Simon Winchester is one of the very few Western writers who can look at China with benign understanding, and not jump into the anti-China band wagon and the usual conceited all knowing stance. He is also one who does not think that democracy is a cure all recipe for every countries.
He has just recently published a book on Joseph Needham, who was a scientist who researched and wrote about ancient Chinese discoveries and inventions.
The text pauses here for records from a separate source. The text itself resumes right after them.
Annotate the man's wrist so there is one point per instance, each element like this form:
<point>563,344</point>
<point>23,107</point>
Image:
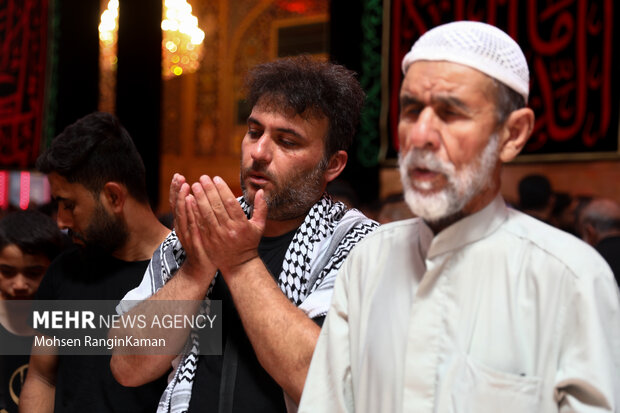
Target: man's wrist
<point>242,267</point>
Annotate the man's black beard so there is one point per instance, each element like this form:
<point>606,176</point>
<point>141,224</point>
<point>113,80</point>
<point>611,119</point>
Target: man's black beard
<point>295,195</point>
<point>105,233</point>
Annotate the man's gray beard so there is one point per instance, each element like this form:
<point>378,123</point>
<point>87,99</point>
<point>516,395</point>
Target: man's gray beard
<point>461,188</point>
<point>294,196</point>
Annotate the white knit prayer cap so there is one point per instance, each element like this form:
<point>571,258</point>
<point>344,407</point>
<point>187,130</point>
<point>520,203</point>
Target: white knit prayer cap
<point>478,45</point>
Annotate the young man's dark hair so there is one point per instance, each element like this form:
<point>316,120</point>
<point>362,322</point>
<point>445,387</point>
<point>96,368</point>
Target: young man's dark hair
<point>94,150</point>
<point>301,84</point>
<point>33,232</point>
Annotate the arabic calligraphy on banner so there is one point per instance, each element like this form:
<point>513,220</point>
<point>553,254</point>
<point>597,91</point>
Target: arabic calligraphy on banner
<point>23,45</point>
<point>569,46</point>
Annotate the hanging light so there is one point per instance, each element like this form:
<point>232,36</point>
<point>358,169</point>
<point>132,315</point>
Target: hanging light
<point>182,39</point>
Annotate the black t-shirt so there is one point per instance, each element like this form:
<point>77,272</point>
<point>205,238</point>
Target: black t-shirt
<point>254,390</point>
<point>13,369</point>
<point>85,383</point>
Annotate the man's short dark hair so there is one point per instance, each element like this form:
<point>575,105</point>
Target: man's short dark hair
<point>94,150</point>
<point>506,101</point>
<point>32,232</point>
<point>301,84</point>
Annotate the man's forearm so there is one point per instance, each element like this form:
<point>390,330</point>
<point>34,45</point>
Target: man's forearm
<point>37,395</point>
<point>182,296</point>
<point>282,335</point>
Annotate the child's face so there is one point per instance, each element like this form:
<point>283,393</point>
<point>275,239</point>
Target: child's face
<point>20,274</point>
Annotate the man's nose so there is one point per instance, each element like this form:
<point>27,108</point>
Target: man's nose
<point>64,219</point>
<point>420,133</point>
<point>20,283</point>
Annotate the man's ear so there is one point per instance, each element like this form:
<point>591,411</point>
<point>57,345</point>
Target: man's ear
<point>114,195</point>
<point>336,164</point>
<point>515,132</point>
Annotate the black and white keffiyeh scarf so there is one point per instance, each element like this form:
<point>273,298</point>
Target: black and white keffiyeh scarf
<point>318,249</point>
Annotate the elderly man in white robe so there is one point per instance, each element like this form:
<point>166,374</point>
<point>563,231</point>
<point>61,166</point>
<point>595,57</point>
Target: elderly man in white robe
<point>472,307</point>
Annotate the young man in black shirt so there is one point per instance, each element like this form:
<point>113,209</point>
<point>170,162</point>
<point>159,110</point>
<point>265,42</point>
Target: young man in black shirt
<point>98,179</point>
<point>276,255</point>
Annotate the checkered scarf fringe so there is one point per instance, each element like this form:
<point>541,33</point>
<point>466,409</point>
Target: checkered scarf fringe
<point>318,225</point>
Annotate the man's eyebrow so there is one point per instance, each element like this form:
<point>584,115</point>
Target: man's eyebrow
<point>252,120</point>
<point>448,100</point>
<point>406,100</point>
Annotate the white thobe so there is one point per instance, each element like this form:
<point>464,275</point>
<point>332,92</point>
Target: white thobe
<point>498,312</point>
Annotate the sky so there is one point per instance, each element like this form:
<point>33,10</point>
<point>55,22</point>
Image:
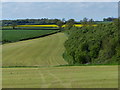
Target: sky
<point>67,10</point>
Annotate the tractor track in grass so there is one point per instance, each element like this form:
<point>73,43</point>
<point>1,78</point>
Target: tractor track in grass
<point>46,51</point>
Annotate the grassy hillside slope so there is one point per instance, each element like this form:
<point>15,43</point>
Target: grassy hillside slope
<point>44,51</point>
<point>61,77</point>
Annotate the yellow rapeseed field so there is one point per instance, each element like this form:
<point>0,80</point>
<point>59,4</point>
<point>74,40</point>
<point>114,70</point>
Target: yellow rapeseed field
<point>55,26</point>
<point>37,25</point>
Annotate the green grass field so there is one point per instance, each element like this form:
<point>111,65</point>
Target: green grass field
<point>47,52</point>
<point>61,77</point>
<point>16,35</point>
<point>44,51</point>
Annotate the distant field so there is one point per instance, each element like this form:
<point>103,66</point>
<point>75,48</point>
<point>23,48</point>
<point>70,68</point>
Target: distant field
<point>61,77</point>
<point>16,35</point>
<point>41,26</point>
<point>44,51</point>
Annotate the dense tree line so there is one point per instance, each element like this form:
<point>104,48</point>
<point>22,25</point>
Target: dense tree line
<point>93,45</point>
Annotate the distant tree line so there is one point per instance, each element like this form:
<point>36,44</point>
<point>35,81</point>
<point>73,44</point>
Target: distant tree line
<point>45,21</point>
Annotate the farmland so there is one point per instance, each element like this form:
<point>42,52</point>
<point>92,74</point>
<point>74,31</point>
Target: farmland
<point>61,77</point>
<point>44,51</point>
<point>17,35</point>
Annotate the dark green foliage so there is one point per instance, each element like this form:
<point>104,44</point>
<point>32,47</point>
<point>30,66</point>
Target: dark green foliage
<point>18,35</point>
<point>93,45</point>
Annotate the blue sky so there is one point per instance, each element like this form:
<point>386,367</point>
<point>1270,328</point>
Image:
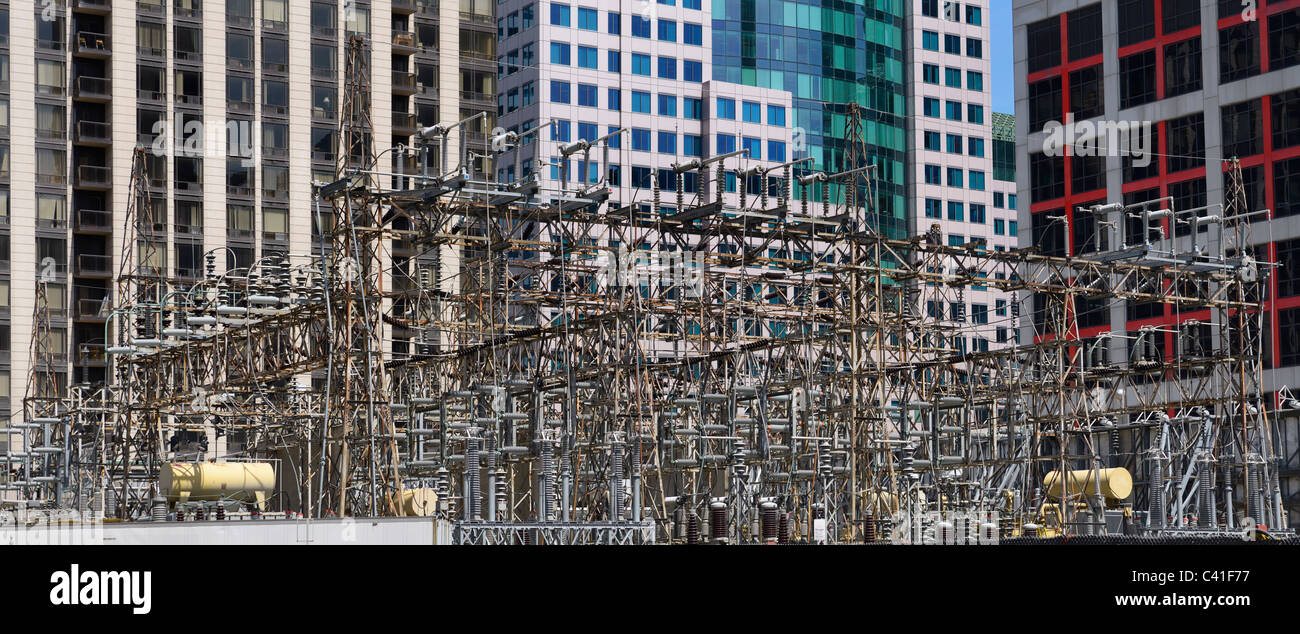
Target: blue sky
<point>1000,44</point>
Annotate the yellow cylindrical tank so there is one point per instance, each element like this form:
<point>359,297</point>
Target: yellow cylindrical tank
<point>1116,482</point>
<point>880,502</point>
<point>419,502</point>
<point>217,481</point>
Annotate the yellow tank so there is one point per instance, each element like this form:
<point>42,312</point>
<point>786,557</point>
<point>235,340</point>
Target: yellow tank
<point>419,502</point>
<point>217,481</point>
<point>1116,483</point>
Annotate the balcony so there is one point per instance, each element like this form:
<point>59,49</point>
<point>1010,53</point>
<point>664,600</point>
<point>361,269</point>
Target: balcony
<point>98,7</point>
<point>404,43</point>
<point>92,265</point>
<point>403,83</point>
<point>151,96</point>
<point>94,44</point>
<point>94,221</point>
<point>92,88</point>
<point>404,124</point>
<point>482,98</point>
<point>52,178</point>
<point>55,272</point>
<point>94,308</point>
<point>94,177</point>
<point>94,133</point>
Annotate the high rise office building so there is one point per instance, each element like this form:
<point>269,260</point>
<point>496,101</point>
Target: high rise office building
<point>826,56</point>
<point>585,70</point>
<point>237,105</point>
<point>1200,82</point>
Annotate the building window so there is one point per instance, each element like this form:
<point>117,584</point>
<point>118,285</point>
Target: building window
<point>586,18</point>
<point>641,64</point>
<point>1087,98</point>
<point>1243,129</point>
<point>1286,118</point>
<point>1186,142</point>
<point>934,208</point>
<point>588,57</point>
<point>640,27</point>
<point>727,108</point>
<point>953,78</point>
<point>1136,20</point>
<point>956,211</point>
<point>559,14</point>
<point>1148,165</point>
<point>1286,187</point>
<point>1239,52</point>
<point>692,70</point>
<point>586,95</point>
<point>667,68</point>
<point>1183,66</point>
<point>667,105</point>
<point>1136,79</point>
<point>1084,30</point>
<point>1044,103</point>
<point>667,30</point>
<point>1044,44</point>
<point>1182,14</point>
<point>932,140</point>
<point>1047,177</point>
<point>930,40</point>
<point>1087,173</point>
<point>952,44</point>
<point>1285,39</point>
<point>559,92</point>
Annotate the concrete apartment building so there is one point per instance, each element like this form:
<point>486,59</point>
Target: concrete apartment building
<point>952,185</point>
<point>1214,82</point>
<point>87,81</point>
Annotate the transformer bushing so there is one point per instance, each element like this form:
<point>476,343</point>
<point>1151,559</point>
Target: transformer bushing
<point>1156,498</point>
<point>1205,491</point>
<point>615,481</point>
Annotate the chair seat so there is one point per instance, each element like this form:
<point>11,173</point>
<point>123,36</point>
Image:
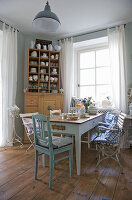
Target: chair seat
<point>109,137</point>
<point>57,142</point>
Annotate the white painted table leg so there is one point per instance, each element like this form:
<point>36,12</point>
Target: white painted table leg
<point>78,152</point>
<point>44,160</point>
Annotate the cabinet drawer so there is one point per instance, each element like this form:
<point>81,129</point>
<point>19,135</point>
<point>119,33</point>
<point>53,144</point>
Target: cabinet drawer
<point>31,101</point>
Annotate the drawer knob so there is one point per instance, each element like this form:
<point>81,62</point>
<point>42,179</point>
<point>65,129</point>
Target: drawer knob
<point>49,108</point>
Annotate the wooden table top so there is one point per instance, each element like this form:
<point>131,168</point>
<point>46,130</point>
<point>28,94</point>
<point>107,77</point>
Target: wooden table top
<point>78,121</point>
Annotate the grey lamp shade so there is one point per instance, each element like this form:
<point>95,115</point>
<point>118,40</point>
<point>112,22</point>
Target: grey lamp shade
<point>46,20</point>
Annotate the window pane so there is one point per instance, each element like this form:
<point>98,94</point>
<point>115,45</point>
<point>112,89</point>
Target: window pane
<point>87,77</point>
<point>102,57</point>
<point>87,91</point>
<point>87,59</point>
<point>103,75</point>
<point>103,92</point>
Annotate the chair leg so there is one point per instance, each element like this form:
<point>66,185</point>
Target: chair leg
<point>36,164</point>
<point>50,170</point>
<point>70,161</point>
<point>88,139</point>
<point>54,161</point>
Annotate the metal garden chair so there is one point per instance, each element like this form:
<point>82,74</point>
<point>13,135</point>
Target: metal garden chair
<point>110,119</point>
<point>108,142</point>
<point>46,144</point>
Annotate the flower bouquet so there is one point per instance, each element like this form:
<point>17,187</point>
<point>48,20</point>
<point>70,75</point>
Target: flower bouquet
<point>86,102</point>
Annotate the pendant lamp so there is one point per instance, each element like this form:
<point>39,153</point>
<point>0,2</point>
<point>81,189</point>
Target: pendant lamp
<point>46,20</point>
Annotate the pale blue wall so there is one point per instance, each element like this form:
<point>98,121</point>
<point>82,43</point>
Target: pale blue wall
<point>128,33</point>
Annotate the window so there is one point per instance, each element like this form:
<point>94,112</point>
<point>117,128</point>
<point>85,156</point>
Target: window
<point>94,73</point>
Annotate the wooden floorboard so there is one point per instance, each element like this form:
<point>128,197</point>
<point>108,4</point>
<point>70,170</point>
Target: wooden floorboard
<point>17,177</point>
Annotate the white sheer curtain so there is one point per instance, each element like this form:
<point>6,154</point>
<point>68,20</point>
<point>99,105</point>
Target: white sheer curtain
<point>67,72</point>
<point>116,40</point>
<point>8,81</point>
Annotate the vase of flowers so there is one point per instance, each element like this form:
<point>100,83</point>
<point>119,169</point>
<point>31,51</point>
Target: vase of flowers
<point>86,102</point>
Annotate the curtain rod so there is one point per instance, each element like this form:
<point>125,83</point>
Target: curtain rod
<point>91,32</point>
<point>9,25</point>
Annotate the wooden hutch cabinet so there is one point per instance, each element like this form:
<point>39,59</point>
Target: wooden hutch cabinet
<point>43,88</point>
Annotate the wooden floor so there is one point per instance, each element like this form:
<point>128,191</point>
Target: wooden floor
<point>17,178</point>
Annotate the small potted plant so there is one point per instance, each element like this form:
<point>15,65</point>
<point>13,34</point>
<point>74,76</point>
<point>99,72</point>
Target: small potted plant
<point>86,102</point>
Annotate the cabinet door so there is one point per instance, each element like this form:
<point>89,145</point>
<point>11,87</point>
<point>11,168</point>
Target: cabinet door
<point>31,109</point>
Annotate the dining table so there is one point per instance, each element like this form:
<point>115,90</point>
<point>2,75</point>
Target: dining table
<point>75,128</point>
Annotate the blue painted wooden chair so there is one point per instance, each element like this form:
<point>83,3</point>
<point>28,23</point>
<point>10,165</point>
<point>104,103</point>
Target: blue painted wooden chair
<point>46,144</point>
<point>108,143</point>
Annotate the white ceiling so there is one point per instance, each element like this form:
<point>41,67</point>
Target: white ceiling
<point>76,16</point>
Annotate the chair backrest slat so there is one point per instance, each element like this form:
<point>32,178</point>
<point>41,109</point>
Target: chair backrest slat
<point>121,119</point>
<point>42,129</point>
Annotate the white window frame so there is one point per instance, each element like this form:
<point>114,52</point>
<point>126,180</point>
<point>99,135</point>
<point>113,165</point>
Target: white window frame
<point>83,50</point>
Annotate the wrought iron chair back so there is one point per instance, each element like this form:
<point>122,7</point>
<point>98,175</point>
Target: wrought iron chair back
<point>108,142</point>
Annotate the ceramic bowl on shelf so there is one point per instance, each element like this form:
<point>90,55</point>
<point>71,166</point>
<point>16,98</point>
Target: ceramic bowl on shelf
<point>50,47</point>
<point>35,77</point>
<point>54,91</point>
<point>57,48</point>
<point>54,73</point>
<point>33,70</point>
<point>34,54</point>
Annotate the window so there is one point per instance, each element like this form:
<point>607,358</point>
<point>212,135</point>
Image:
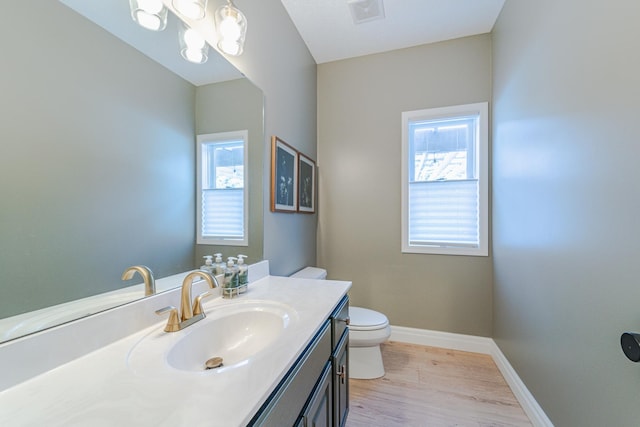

Hope to get the book soon.
By Gemma Howell
Posted Fri Sep 19, 2008 2:47pm AEST
Updated Fri Sep 19, 2008 3:24pm AEST
When acclaimed British writer Simon Winchester arrived in Beijing shortly after China’s Cultural Revolution, there was a sort of stillness in the air.
"I think the first memory I have arriving in Beijing from the late ’70s in London was that it was deathly quiet, there were no sounds," he said.
"I thought my God, this was so different from Europe and America."
And it still is today, although industrialisation has brought China a long way in the past 20 or so years.
Winchester was a foreign correspondent for over 30 years, spending a significant amount of time in the country.
While writing a book about the Yangtze River in 1996, he found out about a legendary British biochemist by the name of Joseph Needham, regarded as the most famous Englishman ever to have lived in China.
In the 1940s, when Needham first travelled to China on a diplomatic mission for the British Government, he discovered that many of civilisation’s most remarkable inventions, including gunpowder, the printing press and the compass, were discovered by the Chinese.
"Every Chinese knows [Needham’s] name, it’s quite extraordinary," Winchester said.
Winchester then set about writing a non-fiction piece on Dr Needham, his 24 epic volumes of Science and Civilisation in China, the country’s brilliant past and its possibilities for a prosperous future.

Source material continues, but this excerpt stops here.